Wednesday, January 15, 2014

excuse me, did you sign up for the fight?

"the nights you fight best
are
when the kiss of death is mistaken for love.
when the game is fixed,
when the crowd screams for your blood.
the nights you fight best
are 
on a night like this
as you chase a thousand 
dark rats from your brain,
as you rise up against the impossible,
as you become a brother
to the tender sister
of joy and 

move on

regardless."

--C.B.

what drives us to the edge? when all the chips are stacked against us, where we have seen enough darkness, kissed death on the lips, tasted the bitter end, to the point where we must change. no, we have to change, everything; our habits, our goals, our lives.

with maturity has come this new attitude of becoming lost in the chase, instead of having to prove myself with a "see me" attitude, i chase a dream that is mine alone. i get lost in the story of me, sometimes i just get lost in a sea of what i think i want, what i wish i had and how happy i think i would be if i had it all. i recently had to sit down and reattach my goals with my dreams. i envision a life that is possible, that is tangible and that i can touch. and everyday, every single day that passes, is an opportunity to seize all that i can out of it, to truly chase the dream or to let it slip away into the arms of someone who wants it more than me. because that is the true test. do you really want it? 

as children we all wanted that "toy" and we wanted it so bad. it was March, your birthday was months away, Christmas even further but we swore to our parents, buy it for me now and i won't want anything else. but by the time december rolls around we already want the next big thing. that is what i am talking about. i have heard the speech, from clients, friends even family members about what we want, where we want to be but the real question is how bad are you willing to fight for it and what are you willing to give up for that dream? it is not just something you see someone else doing that you want too, it is part of who you are and without it, your life would cease to be as it is. this is what i am talking about. these goals, these dreams.
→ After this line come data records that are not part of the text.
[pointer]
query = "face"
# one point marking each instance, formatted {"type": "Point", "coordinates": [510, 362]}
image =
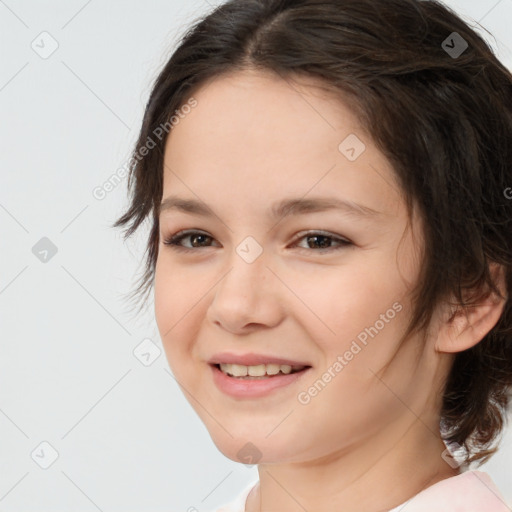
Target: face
{"type": "Point", "coordinates": [326, 288]}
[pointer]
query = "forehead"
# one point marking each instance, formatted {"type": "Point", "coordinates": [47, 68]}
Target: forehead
{"type": "Point", "coordinates": [254, 133]}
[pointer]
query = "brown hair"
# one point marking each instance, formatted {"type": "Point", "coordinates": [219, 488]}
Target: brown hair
{"type": "Point", "coordinates": [440, 112]}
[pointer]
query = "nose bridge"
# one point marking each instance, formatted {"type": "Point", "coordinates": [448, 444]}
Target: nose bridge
{"type": "Point", "coordinates": [248, 265]}
{"type": "Point", "coordinates": [245, 294]}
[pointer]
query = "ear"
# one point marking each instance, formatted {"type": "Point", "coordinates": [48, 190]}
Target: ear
{"type": "Point", "coordinates": [463, 328]}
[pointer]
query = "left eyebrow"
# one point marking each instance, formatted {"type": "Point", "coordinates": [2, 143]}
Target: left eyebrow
{"type": "Point", "coordinates": [284, 208]}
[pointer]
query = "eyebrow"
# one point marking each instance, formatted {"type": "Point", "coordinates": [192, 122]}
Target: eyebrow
{"type": "Point", "coordinates": [284, 208]}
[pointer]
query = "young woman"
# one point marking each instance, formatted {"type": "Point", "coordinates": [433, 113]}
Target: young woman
{"type": "Point", "coordinates": [328, 189]}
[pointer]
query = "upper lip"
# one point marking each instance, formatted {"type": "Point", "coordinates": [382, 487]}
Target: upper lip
{"type": "Point", "coordinates": [251, 359]}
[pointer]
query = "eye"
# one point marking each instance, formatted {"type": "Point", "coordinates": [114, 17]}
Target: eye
{"type": "Point", "coordinates": [175, 240]}
{"type": "Point", "coordinates": [320, 238]}
{"type": "Point", "coordinates": [324, 240]}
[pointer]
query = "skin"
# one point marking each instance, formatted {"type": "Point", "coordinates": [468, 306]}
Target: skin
{"type": "Point", "coordinates": [370, 439]}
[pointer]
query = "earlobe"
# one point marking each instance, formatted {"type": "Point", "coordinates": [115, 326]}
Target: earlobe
{"type": "Point", "coordinates": [463, 328]}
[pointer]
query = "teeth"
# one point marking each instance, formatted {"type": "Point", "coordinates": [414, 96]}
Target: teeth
{"type": "Point", "coordinates": [239, 370]}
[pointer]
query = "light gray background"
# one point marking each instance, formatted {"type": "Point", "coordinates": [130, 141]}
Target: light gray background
{"type": "Point", "coordinates": [126, 437]}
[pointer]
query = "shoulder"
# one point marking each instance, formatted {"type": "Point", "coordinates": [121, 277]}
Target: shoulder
{"type": "Point", "coordinates": [471, 491]}
{"type": "Point", "coordinates": [238, 504]}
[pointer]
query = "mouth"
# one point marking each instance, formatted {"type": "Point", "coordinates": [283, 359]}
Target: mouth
{"type": "Point", "coordinates": [260, 371]}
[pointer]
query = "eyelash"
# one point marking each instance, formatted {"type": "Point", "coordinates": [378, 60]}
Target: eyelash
{"type": "Point", "coordinates": [174, 241]}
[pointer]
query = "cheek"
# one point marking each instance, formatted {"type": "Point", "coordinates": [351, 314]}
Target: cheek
{"type": "Point", "coordinates": [173, 298]}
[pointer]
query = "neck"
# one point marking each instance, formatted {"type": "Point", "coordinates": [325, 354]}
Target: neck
{"type": "Point", "coordinates": [355, 479]}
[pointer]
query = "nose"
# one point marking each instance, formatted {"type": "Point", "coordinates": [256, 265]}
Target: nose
{"type": "Point", "coordinates": [249, 295]}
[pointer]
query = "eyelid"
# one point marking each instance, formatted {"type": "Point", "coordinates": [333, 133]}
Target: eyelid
{"type": "Point", "coordinates": [174, 240]}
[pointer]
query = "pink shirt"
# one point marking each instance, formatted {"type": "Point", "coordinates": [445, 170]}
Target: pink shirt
{"type": "Point", "coordinates": [472, 491]}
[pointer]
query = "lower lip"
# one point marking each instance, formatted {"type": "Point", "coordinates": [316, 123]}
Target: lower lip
{"type": "Point", "coordinates": [253, 388]}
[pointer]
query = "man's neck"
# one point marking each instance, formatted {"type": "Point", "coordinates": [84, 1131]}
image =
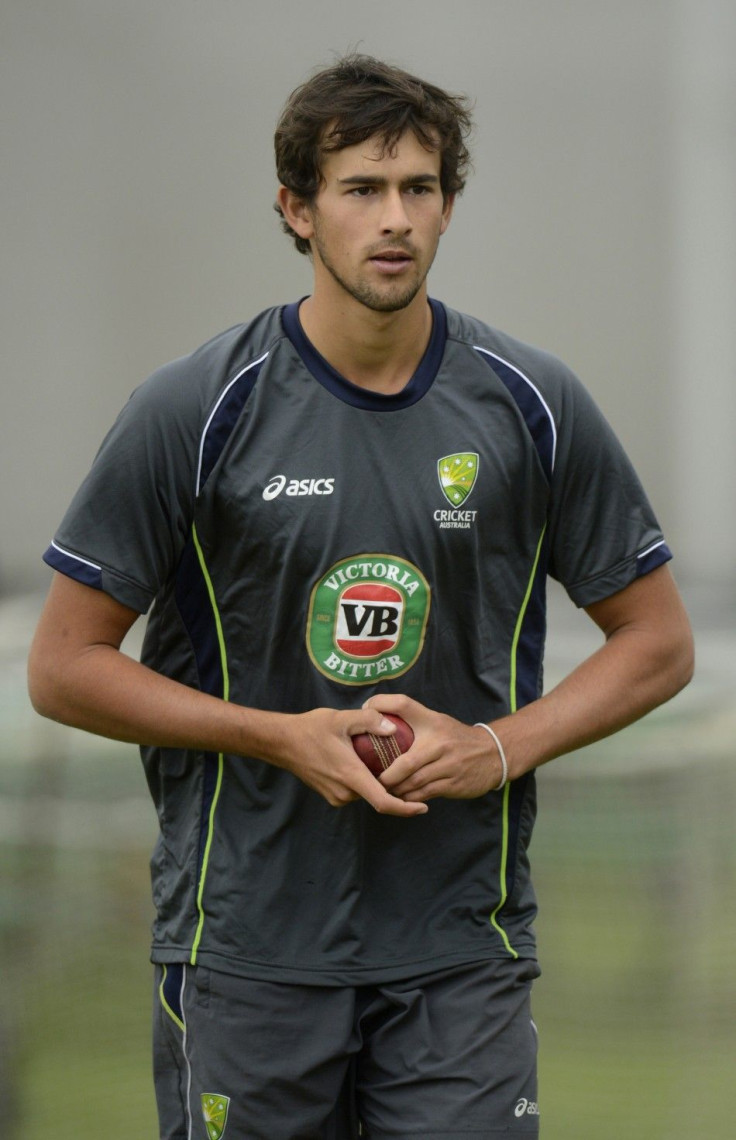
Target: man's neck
{"type": "Point", "coordinates": [379, 351]}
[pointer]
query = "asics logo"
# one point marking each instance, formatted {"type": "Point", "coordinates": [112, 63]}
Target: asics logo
{"type": "Point", "coordinates": [296, 487]}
i found my dreams, i wrote them out in my vision and i turned them into my goals. they wake me up with a little more purpose, help me to stay in the "fight" when all i want to do is eat my face off and push the snooze button another time. one day these goals will become not just a vision that i had, but a reality of a life that i have welcomed and am ready to embrace. i am here to be a light even when all else is dark, to shine bright and to love all those that i come into contact with. what are you doing?